The Ferrari F2008 car is said to be much more forgiving to its tyres than the MP4-23 car driven by Hamilton – a factor that will assist Raikkonen on the high-speed track in the forests south of Heidelberg.
“I hope it will be hot, as it usually is at Hockenheim,” said Raikkonen. “Our car goes really well at high temperatures and also the tyre-wear is not too high. So I really hope it will be hot. It’s hard to overtake, but the qualifying doesn’t determine the result as (much as) on other tracks – although starting from the first row will make life much easier.”
The flip side of Ferrari’s greater consistency in hot weather is that McLaren may be faster on a single lap before the tyre-wear hits them – and that if it is mild, or cold, that also will favour McLaren.

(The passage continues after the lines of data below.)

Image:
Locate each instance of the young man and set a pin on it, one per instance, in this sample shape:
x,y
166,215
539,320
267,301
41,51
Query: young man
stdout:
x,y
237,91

“I’ve always said that the championship will be very uncertain,” said Raikkonen, reflecting on his prospects for the weekend.

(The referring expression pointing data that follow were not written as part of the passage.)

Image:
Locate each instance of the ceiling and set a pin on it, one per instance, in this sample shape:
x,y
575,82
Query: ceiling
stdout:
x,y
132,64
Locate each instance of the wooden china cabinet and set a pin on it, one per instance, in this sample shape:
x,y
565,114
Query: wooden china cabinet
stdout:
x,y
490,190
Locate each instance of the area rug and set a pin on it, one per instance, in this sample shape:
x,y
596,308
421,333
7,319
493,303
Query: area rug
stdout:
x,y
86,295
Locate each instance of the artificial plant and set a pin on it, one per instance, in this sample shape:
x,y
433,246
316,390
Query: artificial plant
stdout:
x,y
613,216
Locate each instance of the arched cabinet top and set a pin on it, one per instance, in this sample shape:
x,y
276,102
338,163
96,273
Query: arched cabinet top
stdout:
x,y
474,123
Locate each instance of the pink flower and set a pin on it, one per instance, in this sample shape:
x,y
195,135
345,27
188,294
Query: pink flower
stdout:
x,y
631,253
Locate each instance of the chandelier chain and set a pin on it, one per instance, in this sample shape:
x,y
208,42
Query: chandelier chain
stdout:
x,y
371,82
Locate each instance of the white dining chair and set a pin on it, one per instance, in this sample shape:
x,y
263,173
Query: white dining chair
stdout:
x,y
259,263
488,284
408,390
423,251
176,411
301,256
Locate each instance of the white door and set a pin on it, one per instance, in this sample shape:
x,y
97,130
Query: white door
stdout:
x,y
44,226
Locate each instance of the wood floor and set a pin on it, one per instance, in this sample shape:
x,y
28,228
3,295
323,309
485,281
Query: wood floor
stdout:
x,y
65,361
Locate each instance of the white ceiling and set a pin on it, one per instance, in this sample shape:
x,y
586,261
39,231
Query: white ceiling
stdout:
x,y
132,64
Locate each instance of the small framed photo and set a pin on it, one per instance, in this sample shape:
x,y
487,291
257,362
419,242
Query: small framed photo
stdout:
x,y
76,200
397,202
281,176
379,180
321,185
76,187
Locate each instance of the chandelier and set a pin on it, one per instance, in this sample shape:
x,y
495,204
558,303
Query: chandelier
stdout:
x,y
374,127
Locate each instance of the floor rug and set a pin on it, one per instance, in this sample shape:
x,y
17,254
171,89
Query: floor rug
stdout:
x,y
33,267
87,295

He, Hamilton and his Ferrari team-mate Felipe Massa of Brazil are all level at the top of the championship standings on 48 points.
“I had the possibility to win the last three races, but for one reason or the other things didn’t go the right way: but that’s racing and I’m sure I’ll win again soon,” he added. “Every point will be important, just like last year. Three drivers tied on the top spot and a fourth, who is two points behind: that’s a very interesting situation.”
“We’ve done some testing here and it went pretty well. We tried some new components and judging by the lap times there is still a great balance, but I think that Ferrari will be very competitive and fight for the win,” he said. “I had some really good impressions of the F2008: I’m convinced that we’ll be at the max.”
While Raikkonen remained determined to lead Ferrari on a charge for glory, McLaren’s chief executive Martin Whitmarsh was whipping up his men for even greater efforts in the second half of the 18-races season. “We’re leading the drivers’ championship, with Lewis, and we’re third in the constructors’ championship,” he said. “And while we remain encouraged by the pace we’ve recently shown and the victories we’ve achieved, there’s a feeling that we could still be doing more to consistently score strongly.”
He said several opportunities for victory, most notably in Istanbul and Montreal, have slipped through his team’s fingers and that they’ve suffered a few penalties.
“So as we head into the second half of the season, our primary objective must be to work harder to iron out these imperfections, to provide our drivers with race-winning machinery at every opportunity and to sharpen our focus on the world titles – both of which are still achievable for us,” he said.
Buoyed by Hamilton’s sumptuous win in the wet at the British Grand Prix, McLaren are full of confidence again. But Hamilton warned against complacency.
“Pressure always exists because you need to win consistently,” he said. “In Formula One, you’re only as good as your last race and Silverstone already felt like an old memory by the time I was testing at Hockenheim. But you can never get complacent and we’ll be pushing hard again in Germany next week.”
Like many of the younger drivers, Hamilton will be racing at Hockenheim for the first time as the race was held at the Nürburgring last year. Of the current drivers, only Spaniard Fernando Alonso of Renault and Brazilian Rubens Barrichello, then with Ferrari, have won at Hockenheim, in 2005 and 2000 respectively. This will be the 55th running of the German Grand Prix, and the 30th time the event has taken place at Hockenheim.
Two years ago, Raikkonen took pole position for McLaren, but the race was won by seven-times champion German Michael Schumacher in a Ferrari.